Marie nickt und hört wieder gebannt zu wie dieser
kleine Vogel eine Arie nach der anderen singt als wolle er vom Himmel erzählen.
„Ob wohl Mami im Himmel auch diesen Vogel singen
hören kann?“ denkt sie für sich ... doch dann stellt sie die Frage doch auch
laut an ihre Oma.
Oma Wenzel lächelt ganz lieb und streichelt ihrer
Enkelin sanft übers Haar. „Sicherlich kann sie auch die Vögel hören wenn sie
will! Und ich bin sicher, dass sie auch sicher mal zu Mariechen auf Besuch
kommt!“ entgegnet Oma und fährt fort: „Aber da sie jetzt ein Geistwesen
geworden ist, kann man sie leider nicht mehr sehen.“
Mariechen staunt nicht schlecht als sie das hört. Frau
Rott ist auch sehr erstaunt, aber Mariechen freut diese Erklärung über die Mami
und sie denkt so bei sich: „Ob Mami jetzt gerade auch bei uns ist und uns
zusieht?“ Laut fragt sie Oma: „Jetzt auch?“ Oma zuckt mit den Achseln und sagt:
„Wer weiß?“
Marie lächelt und sieht sich um, ob sie nicht doch
irgendetwas Außer-gewöhnliches bemerkt.
Aber nichts scheint anders, nichts Überirdisches
scheint sich zu tun. Marie ist enttäuscht. Ja ein wenig traurig sogar. Jetzt
merkt sie wieder, dass ihr ihre Mami doch sehr fehlt. Wenn sie abgelenkt ist,
merkt sie es nur nicht.
Oma Wenzel bemerkt das und hebt Mariechen auf ihren
Schoß. Sie umarmt sie ganz zart und liebevoll und dann fängt sie an Mariechen
zu erzählen:
„Weißt Du,
den lieben Gott – der im Himmel wohnt – kannst Du auch nicht sehen und
doch ist auch er immer bei uns, um uns und sogar in uns und auch unsere
Schutzengel und wohl auch noch viele andere gute Engel und sind meistens da.
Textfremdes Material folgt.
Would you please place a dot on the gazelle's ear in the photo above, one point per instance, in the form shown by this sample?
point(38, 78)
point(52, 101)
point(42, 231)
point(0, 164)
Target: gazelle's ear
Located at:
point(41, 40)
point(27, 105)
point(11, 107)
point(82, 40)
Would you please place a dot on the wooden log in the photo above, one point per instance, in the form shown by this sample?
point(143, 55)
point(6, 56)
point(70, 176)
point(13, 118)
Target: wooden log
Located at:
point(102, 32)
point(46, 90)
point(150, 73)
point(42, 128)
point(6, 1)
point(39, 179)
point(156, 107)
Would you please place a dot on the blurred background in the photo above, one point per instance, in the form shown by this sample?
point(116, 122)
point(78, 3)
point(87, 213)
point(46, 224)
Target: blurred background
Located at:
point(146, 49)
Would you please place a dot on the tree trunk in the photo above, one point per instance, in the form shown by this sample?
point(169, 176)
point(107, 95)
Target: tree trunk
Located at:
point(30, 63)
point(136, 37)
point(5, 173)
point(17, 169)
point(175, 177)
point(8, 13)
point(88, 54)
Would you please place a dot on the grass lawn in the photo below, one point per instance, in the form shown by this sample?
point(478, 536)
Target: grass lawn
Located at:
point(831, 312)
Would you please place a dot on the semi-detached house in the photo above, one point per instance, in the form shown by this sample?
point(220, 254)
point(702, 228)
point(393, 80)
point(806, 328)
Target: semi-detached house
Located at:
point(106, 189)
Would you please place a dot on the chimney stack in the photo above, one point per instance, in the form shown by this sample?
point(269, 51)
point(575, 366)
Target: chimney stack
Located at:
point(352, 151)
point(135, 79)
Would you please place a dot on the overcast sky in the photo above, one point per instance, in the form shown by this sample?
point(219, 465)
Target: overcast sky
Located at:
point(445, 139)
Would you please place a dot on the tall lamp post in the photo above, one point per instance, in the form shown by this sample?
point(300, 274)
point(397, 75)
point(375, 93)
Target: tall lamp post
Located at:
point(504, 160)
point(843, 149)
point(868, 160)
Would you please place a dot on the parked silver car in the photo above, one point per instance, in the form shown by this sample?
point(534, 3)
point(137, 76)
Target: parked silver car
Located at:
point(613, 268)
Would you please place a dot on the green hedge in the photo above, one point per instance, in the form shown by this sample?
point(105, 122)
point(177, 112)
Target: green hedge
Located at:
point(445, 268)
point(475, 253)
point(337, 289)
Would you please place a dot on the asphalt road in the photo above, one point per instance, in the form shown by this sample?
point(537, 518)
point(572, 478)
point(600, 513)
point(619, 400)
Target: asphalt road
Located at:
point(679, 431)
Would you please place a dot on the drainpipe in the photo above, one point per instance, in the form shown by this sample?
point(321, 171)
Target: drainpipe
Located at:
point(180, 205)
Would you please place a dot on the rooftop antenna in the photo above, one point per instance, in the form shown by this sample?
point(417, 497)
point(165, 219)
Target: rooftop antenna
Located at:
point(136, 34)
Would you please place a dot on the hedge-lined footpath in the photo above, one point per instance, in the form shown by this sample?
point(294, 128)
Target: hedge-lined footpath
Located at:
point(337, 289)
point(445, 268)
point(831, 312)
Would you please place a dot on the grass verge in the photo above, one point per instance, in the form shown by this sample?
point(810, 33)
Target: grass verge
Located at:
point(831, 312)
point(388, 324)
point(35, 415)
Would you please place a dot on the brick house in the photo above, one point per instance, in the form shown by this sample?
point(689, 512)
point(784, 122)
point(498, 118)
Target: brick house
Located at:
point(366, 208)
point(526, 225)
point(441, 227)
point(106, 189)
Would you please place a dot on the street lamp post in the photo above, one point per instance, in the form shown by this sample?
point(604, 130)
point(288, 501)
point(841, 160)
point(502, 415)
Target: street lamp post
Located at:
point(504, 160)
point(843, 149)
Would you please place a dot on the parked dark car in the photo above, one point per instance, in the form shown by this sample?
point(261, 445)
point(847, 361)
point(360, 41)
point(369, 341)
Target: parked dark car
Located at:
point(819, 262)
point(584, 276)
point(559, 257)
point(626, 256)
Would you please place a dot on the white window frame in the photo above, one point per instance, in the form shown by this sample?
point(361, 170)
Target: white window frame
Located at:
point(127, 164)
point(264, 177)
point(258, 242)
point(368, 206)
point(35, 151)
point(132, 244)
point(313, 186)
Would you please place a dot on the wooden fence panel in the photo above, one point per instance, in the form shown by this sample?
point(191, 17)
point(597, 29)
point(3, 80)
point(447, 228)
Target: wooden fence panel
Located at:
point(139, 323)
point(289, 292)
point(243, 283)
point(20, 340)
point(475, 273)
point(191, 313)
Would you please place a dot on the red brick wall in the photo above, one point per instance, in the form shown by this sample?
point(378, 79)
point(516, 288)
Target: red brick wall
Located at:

Nur da sie alle Geistwesen sind – wie deine Mami
jetzt auch – können wir sie mit unseren Augen nicht sehen. Nur wenn der liebe
Gott es zulässt und sie es wollen!“
Marie macht ganz große Augen und freut sich sehr
darüber. Das Gefühl, dass ihre Mami zumindest unsichtbar hin und wieder da sei,
macht sie ganz froh.
Aber auch der Gedanke, dass der liebe Gott und auch
viele Engel da seien beruhigt sie ungemein.
„Und alle können den wunderbaren Gesang dieses
Vogels hören?“ fragt sie nochmals nach.
„Ja, wenn sie das wollen, dann können sie alles
sehen und hören was sich bei uns so tut!“ antwortet Oma mit einem breiten
Lächeln. „Du würdest staunen was sie alles können!
Aber das erzähle ich Dir ein anderes Mal, jetzt muss
ich wieder hinein um die Wäsche in die Waschmaschine zu geben und in zwei
Stunden fange ich an das Abendessen vorzubereiten! Frau Rott bleibt sicher noch
ein wenig bei Dir!“
Frau Rott nickt und Mariechen tut es ihr gleich.
Beide hören wieder der Singdrossel zu und diese
singt und singt – ganz unermüdlich als hätte sie um eine Braut zu werben.
So vergeht fast eine ganze Stunde bis sich der
Vogel auf einmal in die Lüfte hebt und verschwindet. Nun ist es ganz still
geworden aber Mariechen genießt das.
Spätnachmittags ist es schon geworden und Mariechen
fühlt sich doch so richtig wohl und geborgen und schnell ist sie sogar auf der
Schaukel eingeschlafen.
Frau Rott deckt sie mit einer kleinen dünnen Decke
zu und geht leise zu Oma Wenzel ins Haus. Als sie in den Flur kommt steigt ihr
schon ein wunderbarer Duft in die Nase. Sie hört in der Küche bereits das
Geschirr klappern und geht zu Oma Wenzel hinein.
Oma richtet gerade die Teller und das Besteck her
und Frau Rott fängt an diese auf den Tisch zu legen. Als Oma das merkt sagt sie
ganz erfreut: „Oh, danke! Das wäre aber nicht nötig gewesen!“
„Schon gut, ich mach das doch gern!“ erwidert Frau
Rott während sie das Besteck auflegt. Oma Wenzel schaltet eine gute Musik ein
und stellt ein paar Bratäpfel in Folie auf den Tisch die schon fertig gebraten
sind. Noch ein paar Tücher darauf gelegt, damit sie auch schön warm bleiben.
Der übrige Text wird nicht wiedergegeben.